This drew heavy criticism from politicians and independent economists.
At the time the former US Federal Reserve chair said the economic software used by the Bank had “serious deficiencies” and that the rate-setting Monetary Policy Committee should include “alternative scenarios” in its forecasts.
This morning, Lombardelli, who will oversee this process, said the Bank would change:
- Its data infrastructure and our modelling framework
- The inputs into policymaking, including “the role of the forecast and scenarios, and their underlying assumptions”
- The way MPC discussions are structured
- How data is used to inform the MPC’s policy decisions
- How the Bank communicates its “monetary policy decisions, outlook and risks to both financial markets and the general public”
Lombardelli said that the Bank “will widen and rebalance” its forecasting our approach, “placing less focus on a central projection”.
She added: “We will build the use of scenarios into our processes. We will loosen the link between the forecast and the policy decision and its communication.”
She pointed out: “A wider and more systematic use of scenarios will allow us to better consider alternative conditioning assumptions and also different relationships between economic variables.
“Combined with data analysis it will help us judge the likelihood of different views of the economy, and to update our judgements on risks and uncertainties over time as the evidence evolves.”
The deputy governor said the Bank will radically update the models it uses, admitting that it had “slipped behind frontier” systems used by other institutions.
She said: “We will develop and draw on a wider range of models that capture the different uncertainties that we want to explore.”
Lombardelli added: “So, we are investing in our modelling toolkit: reviewing, updating and expanding our existing suite of models. This is a multi-year project and we are still designing our modelling strategy.”
The policymaker also said that “clear communication is a key part of ensuring trust in what we do,” and admitted “that there are better ways to convey uncertainty” than the fan charts which have accompanied MPC minutes.

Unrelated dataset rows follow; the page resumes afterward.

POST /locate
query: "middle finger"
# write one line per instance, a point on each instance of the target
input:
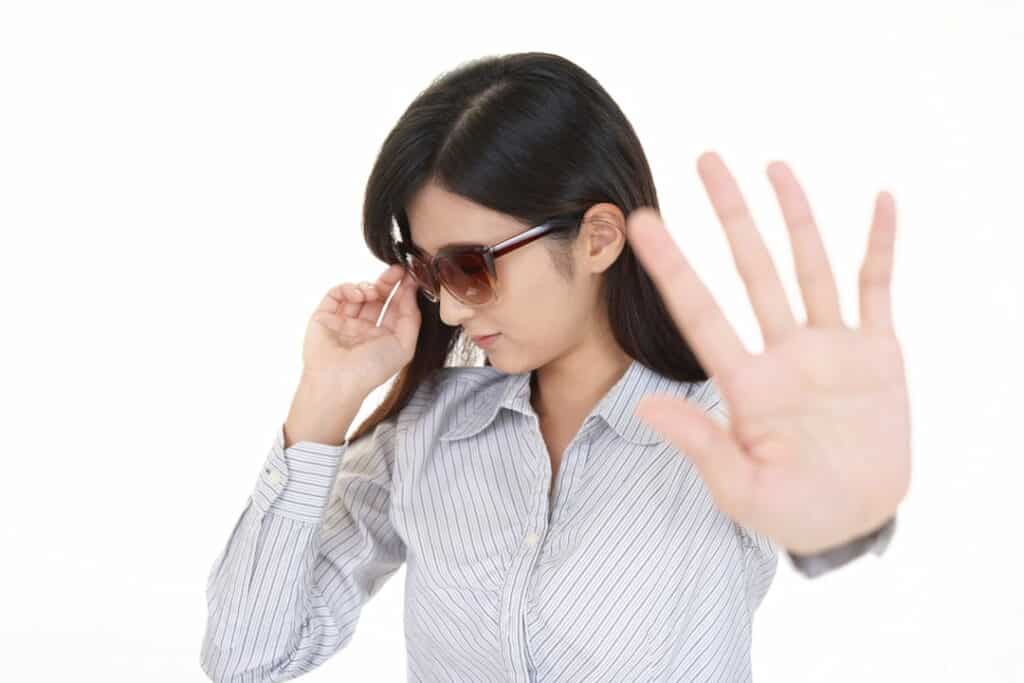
(749, 251)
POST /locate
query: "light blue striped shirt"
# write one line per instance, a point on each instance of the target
(628, 571)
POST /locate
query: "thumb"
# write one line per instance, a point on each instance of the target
(726, 469)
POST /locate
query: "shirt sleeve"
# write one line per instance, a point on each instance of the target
(312, 544)
(815, 564)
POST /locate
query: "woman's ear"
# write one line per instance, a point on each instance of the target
(603, 232)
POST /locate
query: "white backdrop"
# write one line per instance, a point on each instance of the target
(181, 181)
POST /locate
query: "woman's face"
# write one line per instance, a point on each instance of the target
(539, 313)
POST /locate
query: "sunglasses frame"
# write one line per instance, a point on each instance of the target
(486, 253)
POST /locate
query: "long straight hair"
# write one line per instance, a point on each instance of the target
(531, 135)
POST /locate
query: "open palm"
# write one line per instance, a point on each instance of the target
(816, 450)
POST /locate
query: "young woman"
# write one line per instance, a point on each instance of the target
(589, 504)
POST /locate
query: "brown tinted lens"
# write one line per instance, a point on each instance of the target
(466, 275)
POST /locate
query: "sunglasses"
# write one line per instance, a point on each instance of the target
(468, 270)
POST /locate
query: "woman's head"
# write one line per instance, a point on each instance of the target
(545, 296)
(487, 151)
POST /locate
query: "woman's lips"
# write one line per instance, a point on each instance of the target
(486, 339)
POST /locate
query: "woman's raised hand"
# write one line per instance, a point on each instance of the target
(343, 337)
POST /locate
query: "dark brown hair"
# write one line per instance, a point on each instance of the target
(530, 135)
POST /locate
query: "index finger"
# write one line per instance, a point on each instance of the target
(696, 313)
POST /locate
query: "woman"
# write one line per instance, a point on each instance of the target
(576, 509)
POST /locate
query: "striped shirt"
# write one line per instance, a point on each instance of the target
(627, 571)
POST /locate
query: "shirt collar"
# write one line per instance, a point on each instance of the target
(615, 408)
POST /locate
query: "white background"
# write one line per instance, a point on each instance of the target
(181, 181)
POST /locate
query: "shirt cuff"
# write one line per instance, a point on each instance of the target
(815, 564)
(296, 482)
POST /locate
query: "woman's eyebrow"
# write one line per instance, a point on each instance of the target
(451, 244)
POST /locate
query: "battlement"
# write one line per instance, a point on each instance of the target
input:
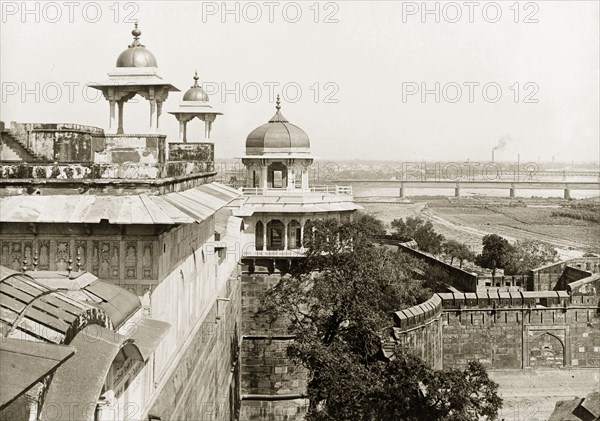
(492, 299)
(418, 315)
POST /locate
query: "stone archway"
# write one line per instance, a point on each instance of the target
(546, 351)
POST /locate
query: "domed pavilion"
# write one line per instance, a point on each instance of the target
(135, 74)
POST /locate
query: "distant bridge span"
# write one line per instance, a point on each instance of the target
(512, 186)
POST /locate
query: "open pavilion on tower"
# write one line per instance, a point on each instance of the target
(278, 199)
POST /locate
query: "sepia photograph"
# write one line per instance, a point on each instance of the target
(354, 210)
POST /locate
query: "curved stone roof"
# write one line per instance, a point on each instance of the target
(136, 54)
(277, 136)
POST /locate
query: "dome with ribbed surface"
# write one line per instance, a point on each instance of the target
(195, 93)
(277, 136)
(136, 54)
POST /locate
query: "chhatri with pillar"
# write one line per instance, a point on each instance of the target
(278, 199)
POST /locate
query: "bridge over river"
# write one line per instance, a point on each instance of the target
(511, 186)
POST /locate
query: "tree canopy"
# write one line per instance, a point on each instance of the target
(458, 251)
(530, 254)
(496, 254)
(338, 303)
(421, 231)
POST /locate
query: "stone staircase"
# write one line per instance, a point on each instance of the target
(13, 149)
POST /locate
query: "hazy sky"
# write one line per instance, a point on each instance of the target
(360, 68)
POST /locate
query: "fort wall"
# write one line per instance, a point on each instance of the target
(419, 328)
(272, 385)
(463, 280)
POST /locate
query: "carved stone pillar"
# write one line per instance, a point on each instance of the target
(112, 117)
(120, 103)
(265, 227)
(152, 115)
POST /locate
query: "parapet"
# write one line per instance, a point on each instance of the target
(494, 299)
(418, 315)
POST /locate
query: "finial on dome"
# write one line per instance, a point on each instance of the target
(136, 36)
(278, 117)
(136, 32)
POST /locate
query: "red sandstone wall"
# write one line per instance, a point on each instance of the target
(419, 329)
(204, 385)
(520, 330)
(267, 373)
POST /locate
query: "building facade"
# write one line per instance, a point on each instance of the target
(142, 214)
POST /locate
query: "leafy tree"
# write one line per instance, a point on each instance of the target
(530, 254)
(338, 303)
(369, 222)
(421, 231)
(457, 250)
(497, 253)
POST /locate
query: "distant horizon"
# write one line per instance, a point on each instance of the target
(373, 80)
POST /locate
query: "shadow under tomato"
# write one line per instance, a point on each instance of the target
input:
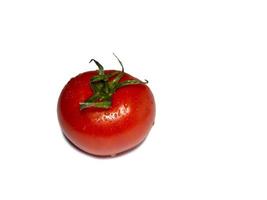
(101, 157)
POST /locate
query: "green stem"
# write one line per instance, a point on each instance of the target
(104, 88)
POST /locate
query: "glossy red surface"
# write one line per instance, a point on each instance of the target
(106, 132)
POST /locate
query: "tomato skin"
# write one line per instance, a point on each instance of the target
(106, 132)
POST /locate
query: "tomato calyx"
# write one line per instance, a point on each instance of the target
(105, 85)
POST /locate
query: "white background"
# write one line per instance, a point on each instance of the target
(206, 63)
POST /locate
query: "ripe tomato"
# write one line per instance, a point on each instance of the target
(106, 112)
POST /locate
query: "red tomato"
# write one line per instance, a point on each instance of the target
(105, 126)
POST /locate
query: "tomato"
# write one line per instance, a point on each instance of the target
(106, 112)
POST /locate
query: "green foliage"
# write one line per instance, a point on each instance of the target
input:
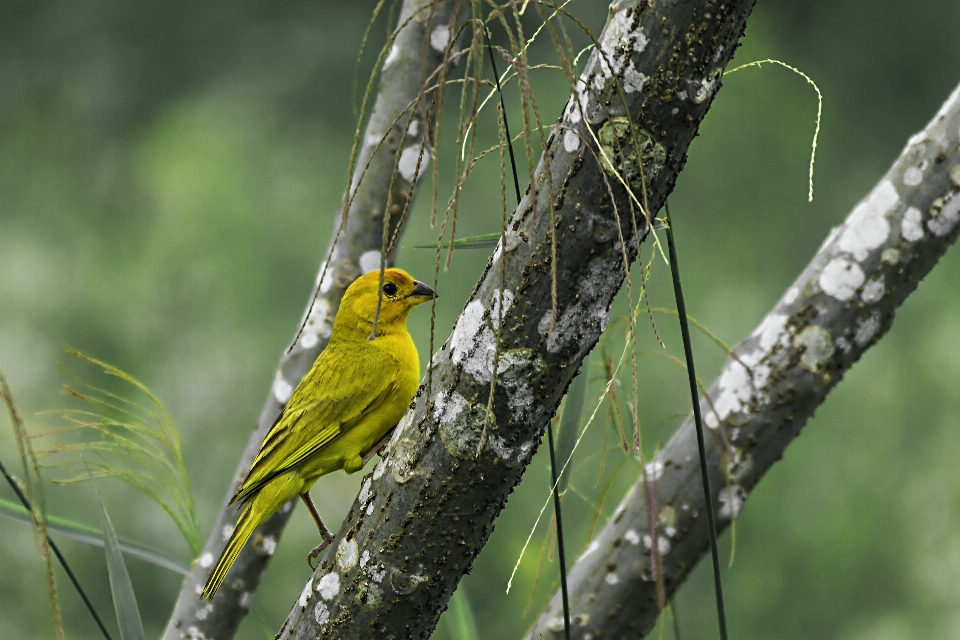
(460, 617)
(92, 536)
(121, 589)
(136, 443)
(570, 424)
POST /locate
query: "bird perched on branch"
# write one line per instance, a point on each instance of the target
(342, 411)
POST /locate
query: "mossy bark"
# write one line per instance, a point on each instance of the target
(839, 307)
(428, 508)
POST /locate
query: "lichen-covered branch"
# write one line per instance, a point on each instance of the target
(841, 304)
(428, 507)
(390, 161)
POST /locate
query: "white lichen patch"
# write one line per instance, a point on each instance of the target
(321, 614)
(325, 277)
(707, 86)
(654, 470)
(407, 165)
(867, 329)
(471, 335)
(866, 228)
(281, 389)
(305, 594)
(319, 322)
(911, 227)
(392, 57)
(912, 176)
(329, 586)
(947, 218)
(347, 555)
(448, 407)
(364, 491)
(663, 544)
(633, 80)
(369, 261)
(735, 390)
(874, 289)
(440, 38)
(731, 501)
(380, 469)
(772, 331)
(496, 312)
(817, 345)
(841, 278)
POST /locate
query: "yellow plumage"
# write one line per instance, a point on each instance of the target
(355, 393)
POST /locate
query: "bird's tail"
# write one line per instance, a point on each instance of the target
(256, 511)
(245, 527)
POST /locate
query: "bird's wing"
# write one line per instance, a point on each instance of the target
(337, 392)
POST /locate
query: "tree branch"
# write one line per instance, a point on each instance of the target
(353, 249)
(841, 305)
(429, 507)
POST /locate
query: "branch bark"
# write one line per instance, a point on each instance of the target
(389, 175)
(841, 305)
(428, 508)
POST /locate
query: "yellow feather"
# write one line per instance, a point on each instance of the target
(356, 391)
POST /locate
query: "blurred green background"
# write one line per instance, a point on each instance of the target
(168, 177)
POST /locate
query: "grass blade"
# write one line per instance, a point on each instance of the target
(482, 241)
(94, 537)
(705, 478)
(570, 425)
(121, 589)
(460, 620)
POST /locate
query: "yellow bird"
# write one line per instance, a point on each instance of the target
(342, 411)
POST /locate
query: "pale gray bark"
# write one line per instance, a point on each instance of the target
(841, 304)
(428, 508)
(351, 251)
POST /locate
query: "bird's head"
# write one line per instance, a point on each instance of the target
(400, 294)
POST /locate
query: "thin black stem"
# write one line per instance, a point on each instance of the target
(56, 551)
(553, 461)
(560, 554)
(691, 374)
(506, 127)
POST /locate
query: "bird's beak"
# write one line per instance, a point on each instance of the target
(421, 290)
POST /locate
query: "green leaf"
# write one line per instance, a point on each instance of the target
(122, 436)
(93, 536)
(462, 624)
(570, 425)
(483, 241)
(124, 600)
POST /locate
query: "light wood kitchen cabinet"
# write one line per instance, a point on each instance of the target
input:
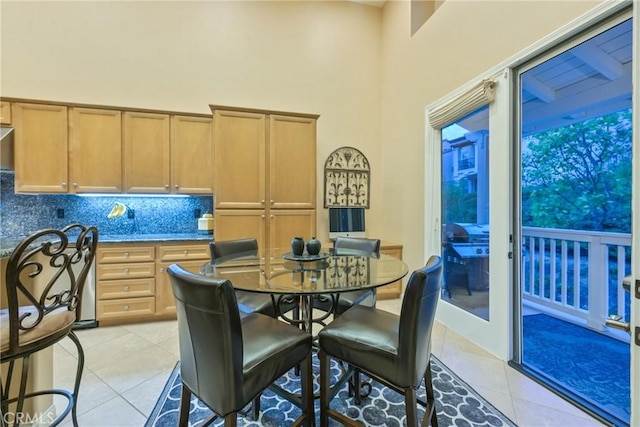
(5, 113)
(132, 283)
(146, 152)
(292, 162)
(239, 159)
(125, 282)
(95, 151)
(286, 224)
(40, 148)
(265, 175)
(241, 224)
(191, 155)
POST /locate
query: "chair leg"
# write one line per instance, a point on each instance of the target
(23, 387)
(255, 408)
(324, 388)
(430, 410)
(79, 369)
(185, 406)
(411, 405)
(307, 391)
(357, 392)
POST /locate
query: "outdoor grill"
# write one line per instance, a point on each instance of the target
(466, 254)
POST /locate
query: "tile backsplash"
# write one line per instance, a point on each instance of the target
(22, 214)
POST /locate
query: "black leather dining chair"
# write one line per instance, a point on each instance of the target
(394, 350)
(228, 360)
(249, 301)
(45, 279)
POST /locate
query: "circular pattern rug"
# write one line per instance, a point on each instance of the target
(457, 404)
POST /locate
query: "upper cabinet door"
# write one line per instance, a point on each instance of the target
(191, 155)
(292, 162)
(239, 158)
(40, 148)
(95, 150)
(146, 153)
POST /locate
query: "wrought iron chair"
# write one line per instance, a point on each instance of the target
(43, 296)
(394, 350)
(226, 359)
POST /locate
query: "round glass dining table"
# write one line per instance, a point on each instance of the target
(289, 278)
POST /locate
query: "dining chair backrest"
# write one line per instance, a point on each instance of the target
(210, 337)
(228, 248)
(417, 317)
(358, 244)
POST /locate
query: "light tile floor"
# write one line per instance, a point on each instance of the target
(127, 366)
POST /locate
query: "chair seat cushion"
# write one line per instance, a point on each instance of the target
(365, 337)
(271, 347)
(60, 320)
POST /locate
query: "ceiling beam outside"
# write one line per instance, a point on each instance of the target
(598, 59)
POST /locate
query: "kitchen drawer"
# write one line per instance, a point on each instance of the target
(125, 254)
(113, 289)
(183, 252)
(124, 308)
(132, 270)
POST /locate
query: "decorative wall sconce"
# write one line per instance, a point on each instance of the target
(346, 178)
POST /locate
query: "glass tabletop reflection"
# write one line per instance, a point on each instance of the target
(278, 271)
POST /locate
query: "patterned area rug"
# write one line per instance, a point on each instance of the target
(558, 348)
(457, 404)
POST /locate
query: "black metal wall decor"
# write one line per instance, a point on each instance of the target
(346, 178)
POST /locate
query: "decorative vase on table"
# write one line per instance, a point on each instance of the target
(314, 246)
(297, 246)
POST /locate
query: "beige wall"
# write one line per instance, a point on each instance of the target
(313, 57)
(461, 40)
(357, 66)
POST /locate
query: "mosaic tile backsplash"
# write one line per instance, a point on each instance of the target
(22, 214)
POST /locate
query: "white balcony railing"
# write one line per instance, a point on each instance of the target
(576, 274)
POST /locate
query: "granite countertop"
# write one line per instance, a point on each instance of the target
(8, 244)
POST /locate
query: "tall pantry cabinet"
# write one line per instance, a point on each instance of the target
(265, 175)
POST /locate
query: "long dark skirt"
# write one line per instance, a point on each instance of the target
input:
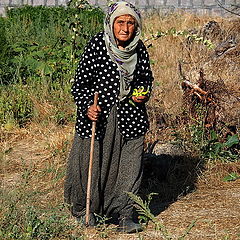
(117, 169)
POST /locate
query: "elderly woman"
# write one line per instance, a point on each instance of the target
(115, 64)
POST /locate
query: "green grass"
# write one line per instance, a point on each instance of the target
(39, 53)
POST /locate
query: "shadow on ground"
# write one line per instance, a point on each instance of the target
(171, 177)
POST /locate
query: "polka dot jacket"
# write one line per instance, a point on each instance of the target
(96, 72)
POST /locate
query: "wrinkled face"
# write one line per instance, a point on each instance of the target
(123, 29)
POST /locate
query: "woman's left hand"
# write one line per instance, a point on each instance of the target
(140, 99)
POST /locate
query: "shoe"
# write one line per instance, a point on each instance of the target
(128, 226)
(82, 220)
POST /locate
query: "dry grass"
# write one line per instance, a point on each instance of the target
(33, 158)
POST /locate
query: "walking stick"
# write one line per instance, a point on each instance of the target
(90, 165)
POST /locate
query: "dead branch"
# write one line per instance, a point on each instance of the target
(232, 12)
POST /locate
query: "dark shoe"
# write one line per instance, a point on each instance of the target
(128, 226)
(92, 220)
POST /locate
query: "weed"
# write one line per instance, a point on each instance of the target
(143, 208)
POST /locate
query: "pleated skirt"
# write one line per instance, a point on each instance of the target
(117, 169)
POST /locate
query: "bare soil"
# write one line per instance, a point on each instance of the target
(214, 205)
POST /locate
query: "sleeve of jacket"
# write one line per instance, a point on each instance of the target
(144, 76)
(82, 86)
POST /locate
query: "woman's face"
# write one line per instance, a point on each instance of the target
(123, 29)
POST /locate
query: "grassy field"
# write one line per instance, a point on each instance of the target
(39, 53)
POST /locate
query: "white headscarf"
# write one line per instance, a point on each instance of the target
(126, 59)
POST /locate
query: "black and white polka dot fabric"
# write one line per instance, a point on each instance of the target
(96, 72)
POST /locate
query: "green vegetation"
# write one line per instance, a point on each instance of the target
(38, 56)
(40, 49)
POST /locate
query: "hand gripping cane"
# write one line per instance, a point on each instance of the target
(90, 165)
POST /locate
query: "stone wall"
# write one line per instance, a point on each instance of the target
(209, 7)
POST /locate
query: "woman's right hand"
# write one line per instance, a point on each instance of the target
(93, 112)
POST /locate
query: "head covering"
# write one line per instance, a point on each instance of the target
(126, 59)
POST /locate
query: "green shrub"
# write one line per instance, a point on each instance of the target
(40, 48)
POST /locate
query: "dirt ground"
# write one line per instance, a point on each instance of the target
(213, 208)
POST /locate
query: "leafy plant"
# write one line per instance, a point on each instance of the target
(143, 208)
(220, 150)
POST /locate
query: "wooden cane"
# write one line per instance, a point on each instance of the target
(90, 165)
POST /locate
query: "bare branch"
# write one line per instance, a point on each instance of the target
(232, 12)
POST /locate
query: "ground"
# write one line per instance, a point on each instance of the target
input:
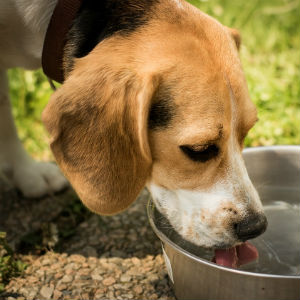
(71, 253)
(68, 252)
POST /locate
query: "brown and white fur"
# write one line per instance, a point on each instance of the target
(162, 103)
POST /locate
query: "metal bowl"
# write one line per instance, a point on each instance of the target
(275, 172)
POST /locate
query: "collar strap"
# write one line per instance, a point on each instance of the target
(60, 23)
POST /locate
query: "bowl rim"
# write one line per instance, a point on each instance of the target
(165, 239)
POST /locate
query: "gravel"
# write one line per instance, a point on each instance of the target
(116, 257)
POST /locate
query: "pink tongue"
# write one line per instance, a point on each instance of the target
(236, 256)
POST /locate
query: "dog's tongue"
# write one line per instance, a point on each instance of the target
(236, 256)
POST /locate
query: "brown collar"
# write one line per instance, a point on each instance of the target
(60, 23)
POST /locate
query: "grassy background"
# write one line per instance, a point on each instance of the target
(270, 56)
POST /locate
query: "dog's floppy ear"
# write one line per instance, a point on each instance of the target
(236, 36)
(97, 123)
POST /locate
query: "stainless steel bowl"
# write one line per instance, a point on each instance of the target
(275, 171)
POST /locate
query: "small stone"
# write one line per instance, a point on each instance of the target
(77, 258)
(109, 281)
(136, 261)
(58, 275)
(67, 278)
(138, 289)
(46, 292)
(96, 277)
(57, 294)
(46, 262)
(125, 278)
(153, 278)
(61, 287)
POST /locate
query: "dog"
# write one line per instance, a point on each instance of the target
(153, 95)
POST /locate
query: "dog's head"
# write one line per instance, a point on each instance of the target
(167, 106)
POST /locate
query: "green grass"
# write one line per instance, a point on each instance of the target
(270, 56)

She added: “Scenarios will help us here, they will enable us to provide narratives about how the economy may differ from the baseline projection, why, and what that would mean.”
But the deputy governor pointed out: “Substantive changes to our external communications will take time.”
She said: “We are taking a root-and-branch approach. One imperative is that staff and policymakers can quickly access the right data and understand their lineage and quality, and to this end, we are upgrading our metadata and data management models.
“This is painstaking work – we have around three million data series to migrate – but essential to lay the foundations for the analytical technology that sits on top of it.”
Bernanke report in April set out a total of 12 recommendations for the Bank, which the Bank accepted.
Lombardelli said the Bank would host a conference next summer “to explore some of the interconnected issues around scenarios, modelling and communication” for “experts, academics, watchers, market participants”.